Créer la confiance ou entretenir les doutes

Le manque de confiance des citoyens et la capacité de propagation des doutes dans la société par certains médias et d’autres acteurs vont entraîner l’évaluation des risques dans une escalade sans fin dans le but de “lever des doutes”; doutes précisément entretenus par le fait d’avoir “structuré” la perception d’un risque par une action publique qui donne l’impression de reculer sous la pression des événements médiatisés.
Une autre source de doutes est l’implication des industriels dans la production des données de l’évaluation des risques. Avec des collègues, nous avons ainsi choisi de mettre en lumière, par des articles de synthèse bibliographique, les contributions de la recherche publique de différents pays.

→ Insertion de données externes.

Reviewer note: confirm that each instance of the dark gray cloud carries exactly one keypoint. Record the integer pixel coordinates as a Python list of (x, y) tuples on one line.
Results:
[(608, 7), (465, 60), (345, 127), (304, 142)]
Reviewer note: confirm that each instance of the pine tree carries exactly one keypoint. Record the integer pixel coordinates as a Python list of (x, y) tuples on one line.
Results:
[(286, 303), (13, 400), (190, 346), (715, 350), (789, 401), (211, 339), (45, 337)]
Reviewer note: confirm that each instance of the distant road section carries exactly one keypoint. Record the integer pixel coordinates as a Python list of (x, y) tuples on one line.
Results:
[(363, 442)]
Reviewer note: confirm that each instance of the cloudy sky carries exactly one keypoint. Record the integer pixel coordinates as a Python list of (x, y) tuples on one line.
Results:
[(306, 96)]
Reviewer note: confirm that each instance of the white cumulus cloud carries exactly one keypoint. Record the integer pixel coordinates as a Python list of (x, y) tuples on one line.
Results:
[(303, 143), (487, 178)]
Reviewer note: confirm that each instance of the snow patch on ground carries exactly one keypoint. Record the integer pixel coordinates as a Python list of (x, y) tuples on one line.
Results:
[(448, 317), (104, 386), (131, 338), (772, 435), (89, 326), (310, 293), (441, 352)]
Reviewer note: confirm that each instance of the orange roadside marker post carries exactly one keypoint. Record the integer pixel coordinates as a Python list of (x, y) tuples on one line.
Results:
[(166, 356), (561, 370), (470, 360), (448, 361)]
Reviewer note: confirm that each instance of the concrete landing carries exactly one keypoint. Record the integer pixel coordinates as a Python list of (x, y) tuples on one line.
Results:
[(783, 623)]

Aucune des 44 publications décrivant des comparaisons de “profilage à grande échelle”  d’OGM avec des lignées de référence, ni aucune des 12 études de nourrissage à long terme d’animaux, ni aucune des 12 études sur plusieurs générations d’animaux, ne conclut à un risque sanitaire.
En conclusion, des protocoles, fruits d’une réflexion internationale approfondie, permettent de définir raisonnablement la sécurité sanitaire des OGM, même s’il n’est jamais possible de prouver un risque zéro. La vraie question, sociétale, reste celle de la confiance ; question qui dépasse le cas des OGM.